On January 10, the United States Court of Appeals for the Federal Circuit (“the Court”) handed down its decision (“the Decision”) in Finjan, Inc. (“Finjan”) v. Blue Coat Systems, Inc. (“Blue Coat”). At issue in the case was Blue Coat’s alleged infringement of four patents owned by Finjan that were directed to identification and protections against malware including U.S. Patent No. 6,154,844 (“the ’844 patent”).
At trial, a jury found that Blue Coat infringed these four patents and awarded Finjan approximately $39.5 million for Blue Coat’s infringement. Further, after a bench trial, the district court concluded that the ’844 patent is directed to patent-eligible subject matter under 35 U.S.C. § 101. Blue Coat appealed the holdings of infringement, subject matter-eligibility and damages.
In its Decision, the Court further expounded on the standards for statutory subject matter developed in its recent McRO, Affinity Labs, and Enfish decisions while signaling the significance of claim construction in statutory subject matter analysis.
The Court interpreted the ’844 patent as being directed to a method of providing computer security by scanning a downloadable and attaching the results of that scan to the downloadable itself in the form of a “security profile.” Claim 1 of the ’844 patent, which the district court found representative for § 101 purposes, read:
1. A method comprising: receiving by an inspector a Downloadable; generating by the inspector a first Downloadable security profile that identifies
suspicious code in the received Downloadable; and linking by the inspector the first Downloadable security profile to the Downloadable before a web server makes the Downloadable available to web clients.
Claim 1, ‘844 Patent (Emphasis added).
At claim construction, the parties agreed that “Downloadable” should be construed to mean “an executable application program, which is downloaded from a source computer and run on the destination computer.” Additionally, the district court construed “Downloadable security profile that identifies suspicious code in the received Downloadable” to mean “a profile that identifies code in the received Downloadable that performs hostile or potentially hostile operations.”

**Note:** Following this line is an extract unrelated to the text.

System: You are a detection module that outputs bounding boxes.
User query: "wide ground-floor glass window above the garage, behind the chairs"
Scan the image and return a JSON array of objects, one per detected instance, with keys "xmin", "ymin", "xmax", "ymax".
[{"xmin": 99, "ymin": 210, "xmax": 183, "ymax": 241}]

The Court noted that, previously, it had held in Intellectual Ventures I LLC v. Symantec Corp., 838 F.3d 1307, 1319 (Fed. Cir. 2016), that “[b]y itself, virus screening is well-known and constitutes an abstract idea.” However, in Finjan, the Court noted that, “Here, the claimed method does a good deal more.”
The Court then went on to emphasize the district court’s claim construction. Specifically, the Court noted that:
[The district court’s claim construction decision emphasizes that this “identif[y] suspicious code” limitation can only be satisfied if the security profile includes “details about the suspicious code in the received downloadable, such as . . . ‘all potentially hostile or suspicious code operations that may be attempted by the Downloadable.’” Finjan, Inc. v. Blue Coat Sys., Inc., No. 13-CV-03999-BLF, 2014 WL 5361976, at *9 (N.D. Cal. Oct. 20, 2014). Further, this “security profile” must include the information about potentially hostile operations produced by a “behavior-based” virus scan. This operation is distinguished from traditional, “code-matching” virus scans that are limited to recognizing the presence of previously-identified viruses, typically by comparing the code in a downloadable to a database of known suspicious code.
Decision, p. 6, (Emphasis added).
As can be seen from the plain language of Claim 1, there is no recitation that the “identifies suspicious code” or the “security profile” necessarily require a “behavior-based” virus scan. It is only through the Court’s reliance on the claim construction that the “identifies suspicious code” or the “security profile” is imbued with the limitation of a “behavior-based” virus scan.
As noted above, it is the usage of this “behavior-based” virus scan that the Court views as satisfying the requirements of § 101:
“The question, then, is whether this behavior-based virus scan in the ’844 patent constitutes an improvement in computer functionality. We think it does.”
Decision, p. 6.
Such a reliance on the claim construction may put patent-holders in a Catch-22. A patent-holder may advocate for broad claim construction to avoid any potential preclusive effect with respect to present or future infringement actions. However, in light of Finjan, it appears that such broad claim constructions may run the risk of reaching subject matter which may not be statutory thereby placing validity of the claim at risk.
Suppose that Finjan had argued for a broader claim construction which included both the “behavior-based” virus scan and the “code-matching” virus scans which the Court held to be “traditional.” While Finjan may have avoided any preclusive effects for litigation against a subsequent infringer employing “code-matching” virus scans (i.e. they had not admitted that their claim was directed only to “behavior-based” virus scans), they may have simultaneously rendered their claim invalid by including subject matter which the Court ultimately deemed non-statutory.
In light of the Court’s reliance on the claim construction in its statutory subject matter analysis, it appears that rights-holders must make strategic decisions balancing limitation of the claims to a scope which provides strong arguments for statutory subject matter eligibility at the expense of the ability to cast a broad infringement net.